The 345 selected participants were assigned for the second evaluation 1 week later. This assessment was composed of detailed demographic and medical data, vital status of first-degree relatives (parents, siblings, and children), social support and social network activity variables, engagement in leisure activities, a scale rating symptoms of depression (Montgomery-Asberg Rating Depression Scale; Dratcu, Costa Ribeiro, & Calil, 1987), a questionnaire for general psychiatric symptoms (WHO Self-Report Questionnaire; Mari & Williams, 1986), the Diagnostic and Statistical Manual of Mental Disorders, 4th ed. criteria for major depression, and the Mini-Mental State Examination (MMSE; Chaves & Izquierdo, 1992; Folstein, Folstein, & McHugh, 1975). Functional status was assessed with the activities of daily living (ADL) scale (Katz, Ford, Moskowitz, Jackson, & Jaffe, 1963).
Social Support and Network Interaction Variables
Social support was measured through social relationships that provided resources or helpful functions to an individual from other persons (Ganster & Victor, 1988). The variables for social support were (a) to have friends, (b) to have confidants, (c) to have relatives, (d) to have children living, (e) to get help when ill, and (f) to have recreational groups. For friends, confidants, relatives, and children, answers were counted and expressed as the mean of each item. For the categorical items (to get help when ill and to have recreational groups), answers were dichotomous (yes or no). The items were analyzed individually.
Social network variables included whether participants had performed the following activities in the past 2 weeks: (a) talk on the telephone with friends or neighbors or relatives, (b) got together with friends and neighbors, and (c) got together with relatives. The answers were categorical (yes or no). Items were analyzed separately.

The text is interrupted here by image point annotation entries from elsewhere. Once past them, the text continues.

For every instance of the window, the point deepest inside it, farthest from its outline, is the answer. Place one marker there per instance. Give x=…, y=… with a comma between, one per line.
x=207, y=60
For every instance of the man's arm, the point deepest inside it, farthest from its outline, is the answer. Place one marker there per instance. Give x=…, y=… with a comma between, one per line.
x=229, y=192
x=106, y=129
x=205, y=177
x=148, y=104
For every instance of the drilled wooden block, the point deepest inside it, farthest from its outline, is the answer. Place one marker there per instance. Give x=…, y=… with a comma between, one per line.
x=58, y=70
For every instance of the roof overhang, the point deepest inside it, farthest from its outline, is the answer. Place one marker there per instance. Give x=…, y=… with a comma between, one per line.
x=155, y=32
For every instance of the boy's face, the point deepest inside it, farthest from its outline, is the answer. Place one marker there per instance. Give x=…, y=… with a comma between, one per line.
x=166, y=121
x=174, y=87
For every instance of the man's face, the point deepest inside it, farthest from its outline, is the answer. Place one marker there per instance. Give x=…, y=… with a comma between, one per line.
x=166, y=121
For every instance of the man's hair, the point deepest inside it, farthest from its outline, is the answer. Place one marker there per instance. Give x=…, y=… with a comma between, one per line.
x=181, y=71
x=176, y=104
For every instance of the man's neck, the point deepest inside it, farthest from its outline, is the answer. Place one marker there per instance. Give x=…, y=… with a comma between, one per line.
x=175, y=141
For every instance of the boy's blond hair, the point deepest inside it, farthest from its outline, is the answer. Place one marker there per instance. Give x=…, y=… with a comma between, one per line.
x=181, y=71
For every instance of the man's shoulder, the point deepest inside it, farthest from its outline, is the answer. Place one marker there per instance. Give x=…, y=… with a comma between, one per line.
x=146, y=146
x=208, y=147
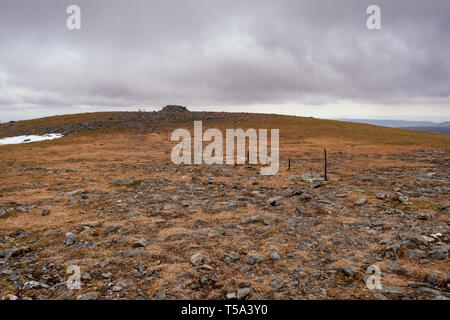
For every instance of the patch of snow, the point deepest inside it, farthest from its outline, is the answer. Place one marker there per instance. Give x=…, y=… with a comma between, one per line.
x=32, y=138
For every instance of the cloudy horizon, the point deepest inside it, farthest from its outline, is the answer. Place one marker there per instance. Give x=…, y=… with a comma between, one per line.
x=289, y=57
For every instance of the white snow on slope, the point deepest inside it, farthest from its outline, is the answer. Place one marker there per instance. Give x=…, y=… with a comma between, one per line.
x=32, y=138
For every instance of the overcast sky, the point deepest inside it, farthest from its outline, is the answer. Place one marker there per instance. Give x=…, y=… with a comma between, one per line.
x=312, y=58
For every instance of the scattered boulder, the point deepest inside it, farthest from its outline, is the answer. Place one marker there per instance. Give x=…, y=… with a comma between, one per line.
x=197, y=259
x=69, y=239
x=274, y=255
x=360, y=202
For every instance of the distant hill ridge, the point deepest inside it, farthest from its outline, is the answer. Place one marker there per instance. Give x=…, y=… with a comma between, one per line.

Leisure activities were also assessed in terms of whether the person had (a) participated as a volunteer in the past 12 months and whether the person had in the past 2 weeks, (b) used a senior center, (c) gone to church or temple, and (d) gone to the movies, a sporting event, and so forth. The answers were categorical and were grouped into an index with a cutoff. The cutoff was participation in two or more activities. Study participants who did not take part in any activity or in only one were classified as “poor engagement in leisure activity.”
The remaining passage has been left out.